I didn't read the byline (need to get in the habit! credit writers!) so I didn't notice this was authored by someone who's writing I liked so much two weeks ago, on Fifty Shades. Nice surprise!

ACAB

All Cops Are Bastards.

Obviously, not all cops, in every absolutely way, literally literally. But the rot is prevalent and institutional enough you should operate as such. They lie, imprison, kill, and abuse; they do so with impunity and receive no punishments.

Buzzfeed News, crediting Kendall Taggart and Mike Hayes, spent hundreds of hours reporting and verifying a trove of leaked documents on abusive police members who were allowed to stay on the force. Any settlements paid to victims of these officers come out of our taxes.

Here's a starter pack on why cops need reform or abolition:

Their union(s) and leadership doesn't speak out substantially against any of this, and demand you worship them as heroes. While I recognize every population has bad actors, normally there is recourse if a party wrecks lives. I don't have a choice but to have my taxes support them, so I'll do everything else to point out that they're an institution built on punching the weak.

Banality of Evil

The Washington Post published this softly brutal story by Robert Samuels "His American Dream died. His town got over it.", detailing how a model citizen got deported and his community milked the attention, then looked the other way.

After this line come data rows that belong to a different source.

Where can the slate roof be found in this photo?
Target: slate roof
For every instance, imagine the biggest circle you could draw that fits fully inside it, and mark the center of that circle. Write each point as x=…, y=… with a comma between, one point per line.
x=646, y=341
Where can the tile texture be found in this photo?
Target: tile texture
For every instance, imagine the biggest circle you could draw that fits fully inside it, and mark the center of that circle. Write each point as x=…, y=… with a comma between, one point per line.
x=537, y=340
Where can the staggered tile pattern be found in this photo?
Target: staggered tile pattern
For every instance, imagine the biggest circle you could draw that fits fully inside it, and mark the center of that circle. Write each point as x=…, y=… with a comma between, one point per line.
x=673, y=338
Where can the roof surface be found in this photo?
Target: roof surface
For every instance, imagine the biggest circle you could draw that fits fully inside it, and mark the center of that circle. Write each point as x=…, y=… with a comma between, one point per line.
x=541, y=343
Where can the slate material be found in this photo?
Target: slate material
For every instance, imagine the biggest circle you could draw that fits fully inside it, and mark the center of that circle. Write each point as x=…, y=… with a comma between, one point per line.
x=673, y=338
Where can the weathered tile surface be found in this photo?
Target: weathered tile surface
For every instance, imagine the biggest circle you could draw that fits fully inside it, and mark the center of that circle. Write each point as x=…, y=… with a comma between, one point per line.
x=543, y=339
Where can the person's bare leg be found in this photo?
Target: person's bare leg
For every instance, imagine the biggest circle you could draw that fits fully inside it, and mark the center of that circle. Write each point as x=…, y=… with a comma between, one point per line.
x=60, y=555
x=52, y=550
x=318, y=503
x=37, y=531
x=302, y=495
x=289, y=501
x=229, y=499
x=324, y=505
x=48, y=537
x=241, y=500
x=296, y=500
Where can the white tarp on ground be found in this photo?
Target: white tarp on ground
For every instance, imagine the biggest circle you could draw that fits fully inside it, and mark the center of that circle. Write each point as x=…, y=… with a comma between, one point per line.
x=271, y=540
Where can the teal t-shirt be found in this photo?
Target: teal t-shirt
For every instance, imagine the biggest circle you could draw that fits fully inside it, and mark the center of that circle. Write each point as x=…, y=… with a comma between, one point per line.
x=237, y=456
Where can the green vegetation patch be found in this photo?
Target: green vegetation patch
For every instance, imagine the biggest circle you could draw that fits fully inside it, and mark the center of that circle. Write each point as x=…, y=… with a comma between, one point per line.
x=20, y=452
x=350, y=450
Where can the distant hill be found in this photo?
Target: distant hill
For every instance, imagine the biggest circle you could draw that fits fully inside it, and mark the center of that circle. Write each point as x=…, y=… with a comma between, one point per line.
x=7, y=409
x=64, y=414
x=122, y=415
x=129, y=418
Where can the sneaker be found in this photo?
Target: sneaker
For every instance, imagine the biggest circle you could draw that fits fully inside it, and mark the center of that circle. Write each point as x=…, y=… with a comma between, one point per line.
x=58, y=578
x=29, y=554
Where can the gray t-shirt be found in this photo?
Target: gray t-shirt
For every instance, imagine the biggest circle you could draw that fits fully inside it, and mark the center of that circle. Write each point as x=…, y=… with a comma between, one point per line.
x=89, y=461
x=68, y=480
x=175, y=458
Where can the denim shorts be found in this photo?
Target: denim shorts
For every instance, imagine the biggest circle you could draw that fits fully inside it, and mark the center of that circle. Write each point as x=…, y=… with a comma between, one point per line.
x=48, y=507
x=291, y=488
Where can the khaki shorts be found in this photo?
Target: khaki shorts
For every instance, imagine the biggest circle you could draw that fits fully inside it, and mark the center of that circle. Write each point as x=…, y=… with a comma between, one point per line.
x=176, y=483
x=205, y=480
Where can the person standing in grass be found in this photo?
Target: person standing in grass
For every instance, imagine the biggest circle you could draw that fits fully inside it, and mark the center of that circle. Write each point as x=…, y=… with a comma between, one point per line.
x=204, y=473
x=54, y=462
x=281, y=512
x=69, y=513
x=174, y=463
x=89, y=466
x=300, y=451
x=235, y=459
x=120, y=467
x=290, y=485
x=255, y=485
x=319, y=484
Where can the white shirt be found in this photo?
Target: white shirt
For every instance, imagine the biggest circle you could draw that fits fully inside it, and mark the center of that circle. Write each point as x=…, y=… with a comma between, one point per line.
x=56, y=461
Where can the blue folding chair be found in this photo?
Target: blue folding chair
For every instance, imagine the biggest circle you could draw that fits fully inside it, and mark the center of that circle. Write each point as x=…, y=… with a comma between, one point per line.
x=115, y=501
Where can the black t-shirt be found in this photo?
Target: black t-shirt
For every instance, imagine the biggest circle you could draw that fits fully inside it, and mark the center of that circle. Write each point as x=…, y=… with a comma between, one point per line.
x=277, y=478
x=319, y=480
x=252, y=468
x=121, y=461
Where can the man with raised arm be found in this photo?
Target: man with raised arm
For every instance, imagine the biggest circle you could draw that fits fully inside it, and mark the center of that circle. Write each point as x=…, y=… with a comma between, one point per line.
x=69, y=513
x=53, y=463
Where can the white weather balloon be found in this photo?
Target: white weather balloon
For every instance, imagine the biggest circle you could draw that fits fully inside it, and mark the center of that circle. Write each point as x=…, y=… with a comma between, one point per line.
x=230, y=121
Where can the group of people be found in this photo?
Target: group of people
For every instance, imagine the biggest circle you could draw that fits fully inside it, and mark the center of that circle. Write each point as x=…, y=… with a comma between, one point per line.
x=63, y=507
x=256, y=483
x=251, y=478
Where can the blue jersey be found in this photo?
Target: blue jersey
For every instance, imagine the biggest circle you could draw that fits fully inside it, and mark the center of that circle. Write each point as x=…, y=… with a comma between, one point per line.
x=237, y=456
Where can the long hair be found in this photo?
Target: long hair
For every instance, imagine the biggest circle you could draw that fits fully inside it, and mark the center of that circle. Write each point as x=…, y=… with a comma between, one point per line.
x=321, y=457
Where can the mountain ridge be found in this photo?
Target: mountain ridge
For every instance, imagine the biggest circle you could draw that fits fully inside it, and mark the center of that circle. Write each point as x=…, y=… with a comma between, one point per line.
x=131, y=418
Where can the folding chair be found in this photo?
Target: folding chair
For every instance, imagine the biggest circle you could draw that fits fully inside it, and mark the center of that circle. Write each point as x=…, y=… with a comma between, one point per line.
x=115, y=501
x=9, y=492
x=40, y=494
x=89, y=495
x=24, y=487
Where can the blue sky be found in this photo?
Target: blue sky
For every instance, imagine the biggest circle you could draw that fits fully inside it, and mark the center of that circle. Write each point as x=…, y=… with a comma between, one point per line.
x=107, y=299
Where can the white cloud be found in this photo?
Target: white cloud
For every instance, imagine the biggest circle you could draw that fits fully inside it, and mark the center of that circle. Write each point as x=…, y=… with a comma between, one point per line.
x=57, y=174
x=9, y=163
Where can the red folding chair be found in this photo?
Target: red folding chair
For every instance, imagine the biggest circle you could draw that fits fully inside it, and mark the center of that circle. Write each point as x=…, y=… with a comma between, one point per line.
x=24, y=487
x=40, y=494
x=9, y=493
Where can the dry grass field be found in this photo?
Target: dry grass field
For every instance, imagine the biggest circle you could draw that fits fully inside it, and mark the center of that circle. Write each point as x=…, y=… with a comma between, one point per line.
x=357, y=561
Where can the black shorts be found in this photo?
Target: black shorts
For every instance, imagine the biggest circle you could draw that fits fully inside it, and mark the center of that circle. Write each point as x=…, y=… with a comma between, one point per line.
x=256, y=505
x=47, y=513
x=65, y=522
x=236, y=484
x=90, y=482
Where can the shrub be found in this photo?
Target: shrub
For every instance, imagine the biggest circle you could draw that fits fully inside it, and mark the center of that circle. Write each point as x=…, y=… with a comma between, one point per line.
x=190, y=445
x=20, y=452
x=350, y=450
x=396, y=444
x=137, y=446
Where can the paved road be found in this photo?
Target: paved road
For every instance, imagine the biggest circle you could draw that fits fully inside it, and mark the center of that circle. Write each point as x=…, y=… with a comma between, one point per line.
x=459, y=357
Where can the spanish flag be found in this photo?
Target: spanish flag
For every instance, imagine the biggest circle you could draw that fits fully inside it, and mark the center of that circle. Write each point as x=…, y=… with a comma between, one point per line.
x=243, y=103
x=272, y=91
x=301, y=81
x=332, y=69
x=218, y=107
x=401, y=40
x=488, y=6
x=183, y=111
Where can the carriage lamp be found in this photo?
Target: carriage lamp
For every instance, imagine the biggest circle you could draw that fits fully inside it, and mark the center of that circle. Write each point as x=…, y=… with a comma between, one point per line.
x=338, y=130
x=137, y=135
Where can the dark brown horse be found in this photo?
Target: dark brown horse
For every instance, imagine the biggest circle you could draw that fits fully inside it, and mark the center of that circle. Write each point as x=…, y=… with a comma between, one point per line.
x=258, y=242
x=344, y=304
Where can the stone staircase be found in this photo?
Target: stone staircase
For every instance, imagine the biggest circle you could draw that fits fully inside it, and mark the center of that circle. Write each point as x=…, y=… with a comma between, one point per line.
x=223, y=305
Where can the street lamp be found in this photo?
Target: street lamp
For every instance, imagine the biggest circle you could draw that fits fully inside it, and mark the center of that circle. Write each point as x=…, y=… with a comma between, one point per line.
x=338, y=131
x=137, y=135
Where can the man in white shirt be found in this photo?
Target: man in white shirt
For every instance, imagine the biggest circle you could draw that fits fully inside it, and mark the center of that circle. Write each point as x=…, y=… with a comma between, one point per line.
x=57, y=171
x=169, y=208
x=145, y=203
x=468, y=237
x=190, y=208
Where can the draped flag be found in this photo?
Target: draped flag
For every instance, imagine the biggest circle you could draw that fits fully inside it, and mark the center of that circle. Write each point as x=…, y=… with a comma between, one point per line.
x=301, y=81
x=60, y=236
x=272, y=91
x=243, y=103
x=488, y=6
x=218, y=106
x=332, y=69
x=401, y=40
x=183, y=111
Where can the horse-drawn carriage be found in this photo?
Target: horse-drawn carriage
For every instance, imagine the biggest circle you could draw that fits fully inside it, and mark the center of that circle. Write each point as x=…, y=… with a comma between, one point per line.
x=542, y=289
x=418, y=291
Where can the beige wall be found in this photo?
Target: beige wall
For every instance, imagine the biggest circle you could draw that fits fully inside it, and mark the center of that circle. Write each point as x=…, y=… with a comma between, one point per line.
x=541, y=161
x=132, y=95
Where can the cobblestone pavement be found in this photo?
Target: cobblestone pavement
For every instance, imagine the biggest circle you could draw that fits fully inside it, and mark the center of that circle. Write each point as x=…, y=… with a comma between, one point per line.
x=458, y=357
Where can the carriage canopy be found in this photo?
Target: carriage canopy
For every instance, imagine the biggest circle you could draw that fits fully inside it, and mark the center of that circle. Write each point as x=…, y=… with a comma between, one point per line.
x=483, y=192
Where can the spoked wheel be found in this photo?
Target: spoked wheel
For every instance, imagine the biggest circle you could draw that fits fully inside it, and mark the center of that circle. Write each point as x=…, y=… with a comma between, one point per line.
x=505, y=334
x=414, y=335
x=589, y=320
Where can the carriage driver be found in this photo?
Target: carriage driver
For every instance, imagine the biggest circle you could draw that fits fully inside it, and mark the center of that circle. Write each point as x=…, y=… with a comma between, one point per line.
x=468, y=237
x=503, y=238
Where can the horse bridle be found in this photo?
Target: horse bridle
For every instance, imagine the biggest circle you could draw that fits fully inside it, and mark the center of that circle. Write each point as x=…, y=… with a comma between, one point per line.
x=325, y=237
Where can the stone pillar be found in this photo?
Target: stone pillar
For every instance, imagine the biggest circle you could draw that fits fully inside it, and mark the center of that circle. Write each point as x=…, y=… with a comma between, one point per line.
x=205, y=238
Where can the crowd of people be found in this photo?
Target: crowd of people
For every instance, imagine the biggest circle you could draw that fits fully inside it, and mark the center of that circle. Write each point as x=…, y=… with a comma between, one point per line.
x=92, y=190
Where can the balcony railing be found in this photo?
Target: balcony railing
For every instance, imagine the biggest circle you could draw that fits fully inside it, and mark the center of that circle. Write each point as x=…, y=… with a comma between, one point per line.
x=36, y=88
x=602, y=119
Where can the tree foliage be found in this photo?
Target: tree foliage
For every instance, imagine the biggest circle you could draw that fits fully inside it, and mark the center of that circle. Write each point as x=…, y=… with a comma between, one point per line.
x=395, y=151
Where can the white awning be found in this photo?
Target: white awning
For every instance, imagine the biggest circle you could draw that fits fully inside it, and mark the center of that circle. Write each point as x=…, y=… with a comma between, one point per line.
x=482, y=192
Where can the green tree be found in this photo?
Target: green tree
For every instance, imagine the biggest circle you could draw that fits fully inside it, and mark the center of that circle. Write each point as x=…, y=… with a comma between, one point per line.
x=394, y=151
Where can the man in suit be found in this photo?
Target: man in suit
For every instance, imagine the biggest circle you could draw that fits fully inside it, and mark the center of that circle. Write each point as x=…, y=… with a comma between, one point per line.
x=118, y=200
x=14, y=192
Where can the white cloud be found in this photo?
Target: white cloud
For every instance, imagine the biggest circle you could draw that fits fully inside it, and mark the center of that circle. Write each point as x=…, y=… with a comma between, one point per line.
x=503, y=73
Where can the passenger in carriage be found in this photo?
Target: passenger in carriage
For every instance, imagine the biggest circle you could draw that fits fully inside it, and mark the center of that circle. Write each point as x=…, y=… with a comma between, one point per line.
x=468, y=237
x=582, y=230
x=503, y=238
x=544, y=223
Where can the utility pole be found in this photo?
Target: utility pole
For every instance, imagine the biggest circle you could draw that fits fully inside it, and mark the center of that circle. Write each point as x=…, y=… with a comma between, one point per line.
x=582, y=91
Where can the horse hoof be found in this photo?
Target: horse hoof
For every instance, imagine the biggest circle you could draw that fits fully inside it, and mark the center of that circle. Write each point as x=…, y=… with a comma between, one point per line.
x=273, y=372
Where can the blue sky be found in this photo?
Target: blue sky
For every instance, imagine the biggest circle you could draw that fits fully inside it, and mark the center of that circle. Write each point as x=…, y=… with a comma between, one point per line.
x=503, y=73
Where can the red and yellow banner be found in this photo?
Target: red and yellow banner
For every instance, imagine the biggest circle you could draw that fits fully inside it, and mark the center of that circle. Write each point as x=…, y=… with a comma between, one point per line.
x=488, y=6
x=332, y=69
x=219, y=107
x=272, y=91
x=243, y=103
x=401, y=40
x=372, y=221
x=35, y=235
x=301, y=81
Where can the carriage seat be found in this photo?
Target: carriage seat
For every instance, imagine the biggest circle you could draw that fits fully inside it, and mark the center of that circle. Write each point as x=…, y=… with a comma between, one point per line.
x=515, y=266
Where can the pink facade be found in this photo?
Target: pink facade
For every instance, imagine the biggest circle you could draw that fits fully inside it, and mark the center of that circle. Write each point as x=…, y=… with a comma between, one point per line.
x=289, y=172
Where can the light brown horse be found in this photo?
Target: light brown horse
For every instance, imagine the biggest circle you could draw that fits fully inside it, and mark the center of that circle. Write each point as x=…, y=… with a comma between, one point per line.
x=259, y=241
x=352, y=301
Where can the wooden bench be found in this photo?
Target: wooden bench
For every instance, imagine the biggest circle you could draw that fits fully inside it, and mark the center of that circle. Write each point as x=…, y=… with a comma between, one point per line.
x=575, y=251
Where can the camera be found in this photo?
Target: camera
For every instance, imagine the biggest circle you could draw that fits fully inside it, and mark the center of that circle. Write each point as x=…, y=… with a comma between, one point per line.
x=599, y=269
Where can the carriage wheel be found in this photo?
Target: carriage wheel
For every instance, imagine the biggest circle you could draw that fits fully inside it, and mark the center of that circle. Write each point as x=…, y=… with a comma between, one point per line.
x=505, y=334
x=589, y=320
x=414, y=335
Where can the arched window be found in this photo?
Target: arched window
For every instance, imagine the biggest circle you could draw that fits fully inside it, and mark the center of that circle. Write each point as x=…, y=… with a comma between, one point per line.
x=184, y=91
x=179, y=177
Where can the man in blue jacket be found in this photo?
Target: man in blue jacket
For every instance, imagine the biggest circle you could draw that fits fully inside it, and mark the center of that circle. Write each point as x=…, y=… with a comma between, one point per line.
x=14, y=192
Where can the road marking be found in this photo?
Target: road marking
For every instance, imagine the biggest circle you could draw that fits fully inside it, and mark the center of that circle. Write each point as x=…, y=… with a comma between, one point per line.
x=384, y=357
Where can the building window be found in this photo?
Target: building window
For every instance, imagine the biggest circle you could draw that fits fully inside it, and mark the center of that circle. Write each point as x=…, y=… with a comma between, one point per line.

I think White people with Trump voters in their families should cut them off. No more family holidays. No more time with the kids. Block on social networks. It seems harsh, but there should be consequences for supporting enabling evil. If there's no consequence for shitty choices, they'll keep making them.

These people voted for someone who made very clear that he intends to make life hell for non-White people in this country, and he has. If it's hard to cut them off, I'm sorry: I wish that was all I was worried about. I'm worried about internment camps. I'm worried about black sites (hey, did you hear about our new CIA director? Or the prisons by the guy who got pardoned?).

Trump people will cut me and my family out of your life and feel no lasting remorse. It won't stop with Latinx people. Nobody can do everything, but we can all do something. As long as they have voting power, make them think twice before they use it to threaten livelihoods again. Do you ever wonder what you'd do in a Civil Rights movement? Congrats, you're in one.